In some cases, like the website hijack or the "attack page" example, you'll know which machine has been affected. In most cases, however, you're going to have to find it.

The best tool for figuring out which computer has been compromised is netstat. Netstat reveals all the incoming and outgoing connections on a computer, and is available on Linux, Windows, and Mac.

Methodically check all the computers in your network using one of the netstat commands below:

Windows
1:
netstat -an | find "ESTABLISHED"

Mac / Linux
1:
netstat -an | grep ESTABLISHED

This command will show you all the established connections to the computer. It will be fairly obvious which machine is infected when you find it. For example, a Linux server infested with an SSH scanner (a script that breaks into your network, then tries to break into everyone else's) will have tons of connections to other networks with a destination port of 22.

A spam relay will have tons of connections to everywhere with a destination port of 25.

An FTP brute force attacker will have tons of connections to destination port 21.

...and so on.

When you find a machine that you suspect has been infected, run the same command as above again, only this time leave out the n switch:

Windows
1:
netstat -a | find "ESTABLISHED"

Mac / Linux
1:
netstat -a | grep ESTABLISHED

This will allow the system to resolve the IP addresses previously shown to their rDNS equivalents.

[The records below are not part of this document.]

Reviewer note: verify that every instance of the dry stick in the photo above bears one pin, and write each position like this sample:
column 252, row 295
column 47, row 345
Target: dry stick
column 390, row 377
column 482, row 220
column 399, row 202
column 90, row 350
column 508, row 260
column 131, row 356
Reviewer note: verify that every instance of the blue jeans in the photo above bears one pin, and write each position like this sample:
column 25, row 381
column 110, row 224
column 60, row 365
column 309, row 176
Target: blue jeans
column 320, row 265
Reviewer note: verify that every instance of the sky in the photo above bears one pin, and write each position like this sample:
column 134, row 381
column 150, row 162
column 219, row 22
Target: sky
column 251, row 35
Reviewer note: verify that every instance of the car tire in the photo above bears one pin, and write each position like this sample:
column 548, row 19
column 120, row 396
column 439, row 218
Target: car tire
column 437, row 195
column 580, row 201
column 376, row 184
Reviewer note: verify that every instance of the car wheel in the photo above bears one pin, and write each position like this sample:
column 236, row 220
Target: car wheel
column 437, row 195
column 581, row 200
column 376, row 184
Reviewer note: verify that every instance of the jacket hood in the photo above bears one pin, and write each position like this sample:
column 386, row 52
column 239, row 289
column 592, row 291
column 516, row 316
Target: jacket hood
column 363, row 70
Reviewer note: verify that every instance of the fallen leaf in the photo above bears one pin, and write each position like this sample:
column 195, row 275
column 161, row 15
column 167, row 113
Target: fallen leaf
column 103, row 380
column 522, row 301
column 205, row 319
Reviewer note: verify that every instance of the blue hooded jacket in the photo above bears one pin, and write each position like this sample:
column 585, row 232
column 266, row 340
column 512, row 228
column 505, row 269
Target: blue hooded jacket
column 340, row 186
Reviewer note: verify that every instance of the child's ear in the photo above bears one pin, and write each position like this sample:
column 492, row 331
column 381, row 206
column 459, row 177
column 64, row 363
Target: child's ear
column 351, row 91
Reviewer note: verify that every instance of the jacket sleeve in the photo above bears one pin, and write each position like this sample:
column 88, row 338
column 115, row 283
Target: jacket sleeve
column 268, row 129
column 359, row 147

We're looking for a dead giveaway here: connections to foreign countries. When you see 17 connections from Romania, Russian, Taiwan or some other foreign country, and you are not in that country, it is a dead giveaway.

Lastly, run netstat a final time to find the offending processes:

Windows
1:
netstat -ao | find "ESTABLISHED"

Mac / Linux
1:
netstat -ap | grep ESTABLISHED

Write down the offending processes. We'll need this list later.


Blockade your Network.

By now, you should have already downloaded m0n0wall - as I mentioned, you should have a firewall in the prevention steps. A hardware firewall is your best friend in mitigating the effects of a hack attack. While we originally implement a hardware firewall to keep bad guys out, if you've been compromised, you have a duty to mitigate the damage you are doing by keeping the probes, scans, spam, and other garbage in.

Turn on the outbound firewall, and set it to disallow all outbound traffic except traffic with a destination port of 80 or 443. This allows you to keep surfing the web and access secure sites to get more help and information to recover from the attack, but it keeps all the spam (destination port 25), port scans (many different ports), DoS attacks (ping), BotNets (usually IRC ports), and other nasty stuff from being able to leave your network, which renders them effectively useless to the attacker.